Over the last decade, Vanderbilt has suffered a 30 percent tuition increase. Vandy isn’t alone; tuition at “national” private universities has jumped 154 percent over the last 20 years. But even these colossal spikes in cost pale in comparison to the increases experienced by students attending national public schools at in-state rates: their tuition has jumped a staggering 221 percent over the last two decades.
Not only has college tuition increased significantly over the last few decades, but it has outpaced inflation in other sectors. In traditional markets, consumers would balk at a certain price point and suppliers would scramble to lower costs.
In the context of higher education, student loan debt has ballooned to such alarming levels that its consequences are boiling over into other sectors, for example, delaying homeownership and starting a family.
Why? Some argue that government support for higher education has crumbled, while others assert that administrative bloat has driven up costs. Either way, it can’t be ignored that a key difference between a college education and other products is that the government will loan you a near infinite amount of money to get a degree. Plus, given the lifetime return of a college degree, it makes financial sense even if the cost becomes tremendous. With sky-high demand and government-sponsored access to significant capital, it only makes sense that tuition is out of control.
Increasing the available amount of government money (whether for loans, debt forgiveness or covering tuition) is unlikely to reduce the total cost society bears to educate the next generation. So what can we do to reduce tuition on the front end so that student loans will be lower on the back end? Currently, a student pays the same tuition whether she wants to be a corporate lawyer or a first-grade teacher. In that example, one student is enjoying a significantly larger return on her investment.
In purely economic terms it doesn’t make much sense to study elementary education, social work or other valuable but financially unrewarding fields. Further, a new graduate with significant loan debt is far less likely to work for a nonprofit or start her own business than she might be if there weren’t financial pressure to do something more lucrative. In other words, financial consulting in New York City is always going to be more attractive than teaching in rural America to someone with suffocating debt hanging over their shoulders.
One proposal that seeks to rectify this problem is to allow students to attend school for free or at a very low cost and then pay a percentage of their income to the school for a period of time after graduation (Australia has already implemented a related program).
This means that someone who becomes a first-grade teacher pays less for their education than the lawyer.

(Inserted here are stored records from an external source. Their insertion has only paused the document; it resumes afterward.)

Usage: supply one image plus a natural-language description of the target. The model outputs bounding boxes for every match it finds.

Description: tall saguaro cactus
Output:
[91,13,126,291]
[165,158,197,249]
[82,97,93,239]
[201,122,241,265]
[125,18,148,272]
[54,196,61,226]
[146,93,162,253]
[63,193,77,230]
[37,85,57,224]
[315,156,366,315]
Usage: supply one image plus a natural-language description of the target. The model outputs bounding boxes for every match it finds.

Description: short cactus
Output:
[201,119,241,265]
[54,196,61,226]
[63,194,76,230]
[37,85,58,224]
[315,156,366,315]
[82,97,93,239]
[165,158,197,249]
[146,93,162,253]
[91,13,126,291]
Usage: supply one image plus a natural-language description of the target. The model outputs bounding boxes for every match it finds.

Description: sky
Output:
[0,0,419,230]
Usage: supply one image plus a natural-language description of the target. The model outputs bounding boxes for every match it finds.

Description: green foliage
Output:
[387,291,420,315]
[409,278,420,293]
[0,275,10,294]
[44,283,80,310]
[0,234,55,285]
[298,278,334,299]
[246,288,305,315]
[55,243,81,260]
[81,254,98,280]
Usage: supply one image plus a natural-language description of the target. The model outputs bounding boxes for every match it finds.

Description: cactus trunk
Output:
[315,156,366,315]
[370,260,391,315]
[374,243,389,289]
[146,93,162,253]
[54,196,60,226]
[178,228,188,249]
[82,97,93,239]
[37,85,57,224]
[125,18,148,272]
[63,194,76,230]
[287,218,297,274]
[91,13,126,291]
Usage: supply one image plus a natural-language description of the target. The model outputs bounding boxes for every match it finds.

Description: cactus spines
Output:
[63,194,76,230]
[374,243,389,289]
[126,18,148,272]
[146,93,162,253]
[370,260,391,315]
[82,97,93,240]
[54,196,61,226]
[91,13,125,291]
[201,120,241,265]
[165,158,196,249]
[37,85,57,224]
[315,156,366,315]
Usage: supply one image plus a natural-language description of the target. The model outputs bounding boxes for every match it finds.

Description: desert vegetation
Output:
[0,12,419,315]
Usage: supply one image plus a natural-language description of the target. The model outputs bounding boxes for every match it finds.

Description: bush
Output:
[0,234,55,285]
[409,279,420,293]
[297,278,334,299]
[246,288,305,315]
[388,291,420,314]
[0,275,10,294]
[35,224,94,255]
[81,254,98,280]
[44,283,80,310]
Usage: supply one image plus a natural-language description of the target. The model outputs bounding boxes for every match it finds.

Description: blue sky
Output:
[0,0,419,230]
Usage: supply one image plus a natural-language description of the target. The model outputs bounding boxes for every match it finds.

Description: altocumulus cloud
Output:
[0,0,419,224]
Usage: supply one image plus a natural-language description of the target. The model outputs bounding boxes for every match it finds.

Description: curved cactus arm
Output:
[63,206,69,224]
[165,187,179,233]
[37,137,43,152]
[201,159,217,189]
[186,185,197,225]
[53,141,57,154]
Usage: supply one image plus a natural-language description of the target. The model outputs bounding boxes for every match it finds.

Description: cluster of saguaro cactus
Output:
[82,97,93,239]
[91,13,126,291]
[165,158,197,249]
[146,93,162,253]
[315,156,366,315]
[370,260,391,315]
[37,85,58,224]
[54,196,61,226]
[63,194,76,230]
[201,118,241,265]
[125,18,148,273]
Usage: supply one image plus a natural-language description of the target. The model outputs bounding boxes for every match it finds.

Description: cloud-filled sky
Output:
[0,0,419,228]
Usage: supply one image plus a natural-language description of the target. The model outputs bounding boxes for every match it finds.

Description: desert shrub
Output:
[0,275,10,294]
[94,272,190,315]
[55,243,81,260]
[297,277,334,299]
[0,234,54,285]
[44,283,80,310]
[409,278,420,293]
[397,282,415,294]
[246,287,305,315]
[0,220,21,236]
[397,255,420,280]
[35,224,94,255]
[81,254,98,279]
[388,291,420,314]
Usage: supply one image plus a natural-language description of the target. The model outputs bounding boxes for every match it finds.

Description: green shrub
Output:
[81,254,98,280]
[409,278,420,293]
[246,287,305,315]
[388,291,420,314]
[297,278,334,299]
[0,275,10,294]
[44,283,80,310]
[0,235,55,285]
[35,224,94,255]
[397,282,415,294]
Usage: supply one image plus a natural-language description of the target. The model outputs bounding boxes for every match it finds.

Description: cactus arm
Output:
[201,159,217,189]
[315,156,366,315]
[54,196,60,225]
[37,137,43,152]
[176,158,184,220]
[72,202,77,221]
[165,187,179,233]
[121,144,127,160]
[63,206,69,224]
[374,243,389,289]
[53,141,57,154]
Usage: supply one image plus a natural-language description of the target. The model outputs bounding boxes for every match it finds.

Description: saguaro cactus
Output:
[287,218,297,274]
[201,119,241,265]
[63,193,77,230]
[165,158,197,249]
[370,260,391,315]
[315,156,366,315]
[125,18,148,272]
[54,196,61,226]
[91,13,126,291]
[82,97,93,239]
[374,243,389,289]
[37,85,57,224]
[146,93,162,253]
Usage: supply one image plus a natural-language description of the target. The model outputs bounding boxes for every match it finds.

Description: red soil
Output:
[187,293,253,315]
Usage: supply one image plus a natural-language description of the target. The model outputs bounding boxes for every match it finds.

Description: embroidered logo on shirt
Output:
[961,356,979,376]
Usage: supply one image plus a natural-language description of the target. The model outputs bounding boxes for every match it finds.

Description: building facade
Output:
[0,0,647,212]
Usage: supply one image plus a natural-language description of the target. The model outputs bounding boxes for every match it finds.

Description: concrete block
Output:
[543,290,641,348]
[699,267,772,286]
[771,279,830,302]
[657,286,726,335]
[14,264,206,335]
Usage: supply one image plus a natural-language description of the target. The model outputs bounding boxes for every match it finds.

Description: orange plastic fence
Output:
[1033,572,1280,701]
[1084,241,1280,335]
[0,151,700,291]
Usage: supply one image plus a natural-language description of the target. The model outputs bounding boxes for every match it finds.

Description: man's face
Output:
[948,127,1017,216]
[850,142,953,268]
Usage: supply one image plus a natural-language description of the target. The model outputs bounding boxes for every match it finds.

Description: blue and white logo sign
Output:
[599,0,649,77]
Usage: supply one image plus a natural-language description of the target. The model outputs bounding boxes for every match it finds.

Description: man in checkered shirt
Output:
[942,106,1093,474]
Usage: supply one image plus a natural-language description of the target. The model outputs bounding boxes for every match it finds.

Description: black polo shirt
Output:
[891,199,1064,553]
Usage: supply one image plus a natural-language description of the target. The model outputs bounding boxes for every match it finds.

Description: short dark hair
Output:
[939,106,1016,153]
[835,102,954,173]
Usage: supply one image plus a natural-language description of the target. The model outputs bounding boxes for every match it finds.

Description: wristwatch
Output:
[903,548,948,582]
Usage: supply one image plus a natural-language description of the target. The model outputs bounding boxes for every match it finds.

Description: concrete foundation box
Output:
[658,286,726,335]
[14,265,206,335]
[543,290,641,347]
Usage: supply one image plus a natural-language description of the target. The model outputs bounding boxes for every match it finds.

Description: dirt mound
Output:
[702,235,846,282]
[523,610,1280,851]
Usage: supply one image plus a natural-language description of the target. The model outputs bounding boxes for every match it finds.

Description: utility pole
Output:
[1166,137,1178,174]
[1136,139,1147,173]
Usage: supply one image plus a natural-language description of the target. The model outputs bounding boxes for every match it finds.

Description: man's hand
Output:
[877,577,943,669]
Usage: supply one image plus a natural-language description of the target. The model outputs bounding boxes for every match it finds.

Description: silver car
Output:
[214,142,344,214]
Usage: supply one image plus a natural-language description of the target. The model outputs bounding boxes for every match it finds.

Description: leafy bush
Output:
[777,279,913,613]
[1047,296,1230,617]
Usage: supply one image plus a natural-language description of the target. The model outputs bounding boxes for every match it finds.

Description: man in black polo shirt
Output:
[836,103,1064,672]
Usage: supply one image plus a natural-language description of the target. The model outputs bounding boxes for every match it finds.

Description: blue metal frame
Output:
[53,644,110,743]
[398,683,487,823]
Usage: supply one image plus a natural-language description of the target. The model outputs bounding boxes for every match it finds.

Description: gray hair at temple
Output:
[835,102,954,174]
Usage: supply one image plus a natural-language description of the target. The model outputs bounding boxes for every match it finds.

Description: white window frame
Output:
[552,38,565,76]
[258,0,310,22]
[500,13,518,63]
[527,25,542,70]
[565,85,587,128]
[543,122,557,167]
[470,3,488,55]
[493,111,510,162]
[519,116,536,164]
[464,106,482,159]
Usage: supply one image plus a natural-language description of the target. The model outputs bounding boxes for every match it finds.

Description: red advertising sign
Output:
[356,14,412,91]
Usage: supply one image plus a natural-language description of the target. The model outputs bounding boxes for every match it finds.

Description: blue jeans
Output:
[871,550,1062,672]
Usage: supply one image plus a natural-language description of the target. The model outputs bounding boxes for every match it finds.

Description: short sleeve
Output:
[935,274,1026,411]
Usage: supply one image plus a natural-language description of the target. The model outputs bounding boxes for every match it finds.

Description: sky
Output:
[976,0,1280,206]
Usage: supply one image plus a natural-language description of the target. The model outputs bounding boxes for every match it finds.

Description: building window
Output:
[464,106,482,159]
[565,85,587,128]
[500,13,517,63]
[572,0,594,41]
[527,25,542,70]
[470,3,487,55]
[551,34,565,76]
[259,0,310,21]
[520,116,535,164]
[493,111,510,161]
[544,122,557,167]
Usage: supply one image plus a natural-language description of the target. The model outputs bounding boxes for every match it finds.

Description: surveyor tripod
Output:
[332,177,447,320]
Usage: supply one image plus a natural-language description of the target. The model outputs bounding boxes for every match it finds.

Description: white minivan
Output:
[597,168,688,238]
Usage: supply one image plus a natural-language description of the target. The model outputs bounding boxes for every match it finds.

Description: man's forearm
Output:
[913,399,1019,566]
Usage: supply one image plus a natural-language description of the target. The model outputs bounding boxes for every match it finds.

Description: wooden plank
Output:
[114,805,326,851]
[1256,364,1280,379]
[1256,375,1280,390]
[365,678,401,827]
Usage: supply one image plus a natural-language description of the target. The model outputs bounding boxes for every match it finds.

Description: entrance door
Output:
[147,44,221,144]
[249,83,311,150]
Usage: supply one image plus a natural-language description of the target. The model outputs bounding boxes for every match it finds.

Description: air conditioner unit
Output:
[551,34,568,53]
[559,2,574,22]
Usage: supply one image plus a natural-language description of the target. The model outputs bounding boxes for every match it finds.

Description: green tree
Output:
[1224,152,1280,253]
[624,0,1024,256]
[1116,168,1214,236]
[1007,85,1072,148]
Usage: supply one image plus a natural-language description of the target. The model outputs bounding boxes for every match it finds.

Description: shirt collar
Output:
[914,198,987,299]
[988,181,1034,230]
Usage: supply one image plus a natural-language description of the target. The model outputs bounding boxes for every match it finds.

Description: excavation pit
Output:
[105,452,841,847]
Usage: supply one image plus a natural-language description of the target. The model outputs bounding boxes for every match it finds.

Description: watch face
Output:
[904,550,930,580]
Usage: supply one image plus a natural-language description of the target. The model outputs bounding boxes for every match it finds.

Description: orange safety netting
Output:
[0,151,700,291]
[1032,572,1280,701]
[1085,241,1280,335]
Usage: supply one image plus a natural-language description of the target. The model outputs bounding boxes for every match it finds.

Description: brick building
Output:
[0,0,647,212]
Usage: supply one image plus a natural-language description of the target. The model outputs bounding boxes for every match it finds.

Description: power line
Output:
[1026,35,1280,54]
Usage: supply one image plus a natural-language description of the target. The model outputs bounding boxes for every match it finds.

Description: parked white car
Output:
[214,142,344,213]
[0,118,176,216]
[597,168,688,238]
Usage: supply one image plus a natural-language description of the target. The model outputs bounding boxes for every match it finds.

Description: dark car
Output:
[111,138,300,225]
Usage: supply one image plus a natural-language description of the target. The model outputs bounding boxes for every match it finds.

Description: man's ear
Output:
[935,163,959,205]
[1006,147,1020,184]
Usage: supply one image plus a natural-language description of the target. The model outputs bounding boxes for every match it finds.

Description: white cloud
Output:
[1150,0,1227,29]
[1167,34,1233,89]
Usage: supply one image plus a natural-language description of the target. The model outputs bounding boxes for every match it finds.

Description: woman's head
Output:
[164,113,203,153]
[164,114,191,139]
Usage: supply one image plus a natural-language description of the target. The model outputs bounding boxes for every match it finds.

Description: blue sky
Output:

A deferred payment model, like Australia’s, would alleviate the financial pressures that prevent some college grads from pursuing career paths that might be of more social utility.
Another problem solved by the deferred payment model is predatory schools. Currently, the government is rubber-stamping exorbitant loans for students attending schools where the outcomes simply don’t justify the outlay. For example, the government will loan you 200k to attend a predatory law school where graduates only earn 45k at graduation. The deferred payment model will make predatory schools accountable to their students and unable to depend on the government for free money.
There are several obstacles this deferred payment model would need to overcome. For one, there may be perverse incentives for schools to pressure students into lucrative fields and discourage them from civic-minded ones even more than the current system, since the institutions’ funding would be directly related to the salary of its graduates. Plus, since graduates will move around the country and generate income in a variety of ways, calculating and garnishing these payments could be as complicated as collecting taxes. These issues notwithstanding, implementation of this model could be a healthy long-term plan.
Student loan debt and the cost of education is a crisis that demands incisive solutions. But consider: only a third of Americans earn a college degree. Since a college degree correlates highly with economic and social success, wholesale debt forgiveness functions as a handout to the most advantaged. Flooding the system with money while ignoring the root causes of the problem is not the path to success nor an effective allocation of government resources if we really want to help Americans who need it most.
Calvin H. Warner is a 2nd year student at Vanderbilt Law School.